A group of Chinese experts from legal, judicial and medical sectors urged the nation to eradicate domestic violence in a proclamation over the weekend.
"Domestic violence against women is a worldwide social problem... a violation against women's human rights as well as a major obstacle in women's development and social growth," reads the proclamation, written after a two-day seminar in Beijing.
"We must realize that domestic violence is part of the social violence that we police must fight against," said Jiang Bo, vice-president of the China Police Society.
The problem was termed "a matter of grave social concern" by Sun Wanzhong, vice-president of the China Law Society, which has coordinated the national project to concoct ways to stop domestic violence in urban communities and villages across the country.

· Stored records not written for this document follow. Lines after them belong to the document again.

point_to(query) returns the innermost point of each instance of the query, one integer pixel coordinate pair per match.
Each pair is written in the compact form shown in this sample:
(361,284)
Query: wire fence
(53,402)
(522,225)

The Women's Rights Department - established in 1983 within the All-China Women's Federation - and its local branches received 155,484 letters of complaints about family and marriage matters from women last year. Among the letters, 15.5 percent revealed that the women suffered domestic abuse.
Surveys indicate that domestic violence against women not only causes mental and bodily harm but also endangers social stability, said Qiu Zongren, a professor with the Chinese Academy of Social Sciences.

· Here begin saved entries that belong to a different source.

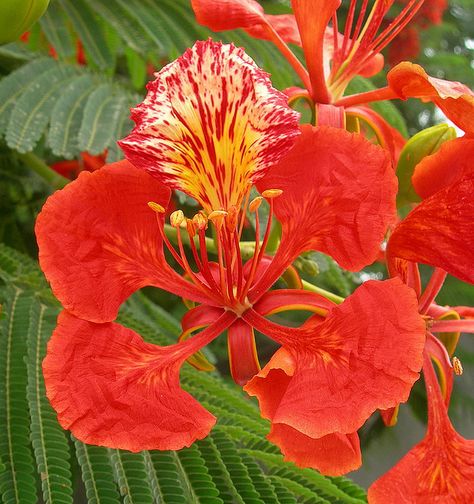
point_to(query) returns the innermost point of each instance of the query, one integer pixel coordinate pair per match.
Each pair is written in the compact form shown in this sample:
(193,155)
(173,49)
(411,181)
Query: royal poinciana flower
(438,232)
(211,126)
(407,43)
(333,59)
(439,469)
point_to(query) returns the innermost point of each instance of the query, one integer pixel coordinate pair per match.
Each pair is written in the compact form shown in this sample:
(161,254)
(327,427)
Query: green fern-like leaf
(32,110)
(131,477)
(89,31)
(319,484)
(125,24)
(55,27)
(50,445)
(237,470)
(101,114)
(14,85)
(67,115)
(17,481)
(97,474)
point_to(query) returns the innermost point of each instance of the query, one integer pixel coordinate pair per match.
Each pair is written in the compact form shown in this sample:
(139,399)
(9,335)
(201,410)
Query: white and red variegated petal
(210,124)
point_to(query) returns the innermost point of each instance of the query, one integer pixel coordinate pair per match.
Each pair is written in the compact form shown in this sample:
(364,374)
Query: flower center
(228,278)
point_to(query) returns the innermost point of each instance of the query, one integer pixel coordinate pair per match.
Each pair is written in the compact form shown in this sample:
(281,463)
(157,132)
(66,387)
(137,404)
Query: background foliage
(52,108)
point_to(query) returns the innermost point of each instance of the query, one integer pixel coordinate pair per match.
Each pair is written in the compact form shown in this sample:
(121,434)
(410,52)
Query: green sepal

"Wife battering hurts everybody, from the wife to children," said Zheng Guohua, a 43-year-old farmer from Hebei, who endured two decades of beatings from her husband. She sued for divorce three years ago after a beating left her nearly dead.

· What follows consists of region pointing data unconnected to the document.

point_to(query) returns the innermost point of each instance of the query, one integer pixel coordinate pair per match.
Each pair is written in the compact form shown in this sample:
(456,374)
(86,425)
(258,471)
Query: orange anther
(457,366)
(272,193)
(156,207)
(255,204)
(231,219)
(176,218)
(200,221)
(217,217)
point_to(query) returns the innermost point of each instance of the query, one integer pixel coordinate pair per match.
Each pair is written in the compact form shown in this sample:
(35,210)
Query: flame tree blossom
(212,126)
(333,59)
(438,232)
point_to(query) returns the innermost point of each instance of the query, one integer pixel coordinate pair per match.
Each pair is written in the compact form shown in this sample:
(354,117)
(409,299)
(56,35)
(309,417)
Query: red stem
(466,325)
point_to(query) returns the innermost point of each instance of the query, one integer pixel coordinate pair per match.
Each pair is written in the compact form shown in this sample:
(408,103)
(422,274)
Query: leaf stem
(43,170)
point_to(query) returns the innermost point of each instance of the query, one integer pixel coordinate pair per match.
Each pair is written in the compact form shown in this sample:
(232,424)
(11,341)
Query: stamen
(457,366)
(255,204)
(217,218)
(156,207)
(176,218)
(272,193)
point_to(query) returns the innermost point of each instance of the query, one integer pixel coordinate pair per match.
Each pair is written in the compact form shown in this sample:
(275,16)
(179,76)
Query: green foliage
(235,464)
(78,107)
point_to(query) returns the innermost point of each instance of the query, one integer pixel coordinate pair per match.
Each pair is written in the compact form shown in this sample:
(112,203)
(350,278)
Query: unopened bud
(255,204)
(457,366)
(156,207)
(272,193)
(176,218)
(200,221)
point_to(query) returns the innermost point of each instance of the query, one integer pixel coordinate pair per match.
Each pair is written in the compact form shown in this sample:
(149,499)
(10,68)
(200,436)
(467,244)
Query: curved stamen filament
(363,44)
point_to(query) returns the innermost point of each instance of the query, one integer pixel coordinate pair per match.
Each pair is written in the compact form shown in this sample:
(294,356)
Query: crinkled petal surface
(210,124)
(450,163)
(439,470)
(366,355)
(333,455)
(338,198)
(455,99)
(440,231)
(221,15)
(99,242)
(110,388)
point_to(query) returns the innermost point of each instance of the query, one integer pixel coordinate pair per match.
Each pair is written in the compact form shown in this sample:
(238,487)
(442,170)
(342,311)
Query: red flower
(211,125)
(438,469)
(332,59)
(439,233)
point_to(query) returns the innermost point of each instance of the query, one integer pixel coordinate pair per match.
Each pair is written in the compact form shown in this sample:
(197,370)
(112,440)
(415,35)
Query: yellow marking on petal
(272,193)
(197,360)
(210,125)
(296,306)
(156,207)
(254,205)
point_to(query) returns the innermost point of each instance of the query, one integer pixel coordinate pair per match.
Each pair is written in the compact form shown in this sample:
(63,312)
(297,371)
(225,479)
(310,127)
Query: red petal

The national project, launched last year, is aimed at encouraging national and local lawmakers to outlaw domestic violence and set up help agencies for victims. Several experiments have been tried in urban and rural areas in the 16 months since the founding.
"Preventing and eradicating domestic violence is not a job merely for women but also an unshakable government responsibility if it wants to win support from the public and communities," said Wang Lixian, deputy director of the Furong district government in Changsha, capital of Central China's Hunan Province. The district vowed to ensure the communities under its jurisdiction curb domestic violence in its 10th Five-Year Plan (2001-05).
People's congresses in Sichuan Province, the Ningxia Hui Autonomous Region and Changsha have introduced legislation calling for intervention and prohibition of domestic violence.
The weekend programme also launched China's first website to combat domestic violence, which can be reached at: www.stopdv.org.cn.